Impact of early initiation of sodium-glucose cotransporter 2 inhibitors on cardiac remodeling in patients with acute myocardial infarction: a meta-analysis and trial sequential analysis of controlled
D D'amario, S Elia, R Laborante, G PattiAbstract
Aims
An early initiation of sodium–glucose co-transporter-2 inhibitors (SGLT2i) after acute myocardial infarction (AMI) might reduce the rates of heart failure hospitalization and attenuate adverse ventricular remodeling.
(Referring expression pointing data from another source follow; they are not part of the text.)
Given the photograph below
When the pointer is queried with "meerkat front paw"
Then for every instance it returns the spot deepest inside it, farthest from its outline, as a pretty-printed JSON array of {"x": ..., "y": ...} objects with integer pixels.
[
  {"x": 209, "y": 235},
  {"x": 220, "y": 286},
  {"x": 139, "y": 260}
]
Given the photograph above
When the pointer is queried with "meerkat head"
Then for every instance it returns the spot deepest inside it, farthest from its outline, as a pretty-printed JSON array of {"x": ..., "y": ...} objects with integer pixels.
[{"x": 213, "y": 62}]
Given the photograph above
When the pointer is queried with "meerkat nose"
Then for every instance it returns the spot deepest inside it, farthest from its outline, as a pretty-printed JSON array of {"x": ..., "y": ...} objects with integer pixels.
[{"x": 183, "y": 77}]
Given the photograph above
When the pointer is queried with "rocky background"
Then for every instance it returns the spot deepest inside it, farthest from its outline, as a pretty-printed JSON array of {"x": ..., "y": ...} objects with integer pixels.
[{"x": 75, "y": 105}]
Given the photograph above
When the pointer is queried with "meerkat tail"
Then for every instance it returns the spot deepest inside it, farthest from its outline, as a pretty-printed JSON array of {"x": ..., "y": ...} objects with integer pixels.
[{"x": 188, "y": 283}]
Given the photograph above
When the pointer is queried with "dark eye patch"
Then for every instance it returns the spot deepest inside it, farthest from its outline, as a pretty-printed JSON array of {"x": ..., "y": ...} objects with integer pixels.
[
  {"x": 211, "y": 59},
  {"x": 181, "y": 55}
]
However, the published evidence is inconsistent and individual study can be underpowered. Thus, we performed a meta-analysis aimed at evaluating the impact of an early initiation of SGLT2i on echocardiographic measurements and laboratory markers of cardiac remodeling in patients with acute myocardial infarction (AMI).
Methods and results
PubMed, Embase, Scopus and Cochrane Library were searched up to November 2025 for controlled randomized trials comparing early initiation (i.e. within 0-24 weeks) of SGLT2i with placebo or standard therapy in patients with AMI. Study endpoints were pooled mean differences (MD) in left-ventricular ejection fraction (LVEF %), end-diastolic volume (LVEDV), end-systolic volume (LVESV), mass index (LVMi), ratio of peak early diastolic trans-mitral flow velocity to peak early diastolic mitral annular velocity (E/e') and N-terminal pro-B-type natriuretic peptide levels (NT-proBNP) at the longest follow-up. A total of nine trials (n = 1199) met eligibility. As compared with control, SGLT2i significantly increased LVEF (MD +1.72%; 95 % CI 0.75–2.69, p<0.01) and reduced LVEDV (MD −4.70 ml, 95% CI −9.20 - −0.20, p=0.04) and NT-proBNP (MD − 40.02 pg/mL, 95 % CI − 78.73 - − 1.30, p=0.04). A significant reduction in E/e′ (MD −0.54, 95% CI −1.01 - −0.07) was also observed. No significant effect was found for LVESV (MD −2.63, 95% CI −5.71 - 0.45, p=0.09) or LVMi (MD −3.80, 95% CI −8.77 - 1.18, p=0.13). A Trial-sequential analysis was carried out to assess the conclusiveness of the results: the increase in LVEF% revealed to be a robust and conclusive evidence among the trials, whereas additional data are required for the remaining echocardiographic and laboratory outcomes.
Conclusion
In patients with AMI, early SGLT2i therapy initiation modestly yet meaningfully reduced adverse remodeling, indicating that focusing treatment on those at greatest risk for these maladaptive ventricular changes could maximize clinical benefit.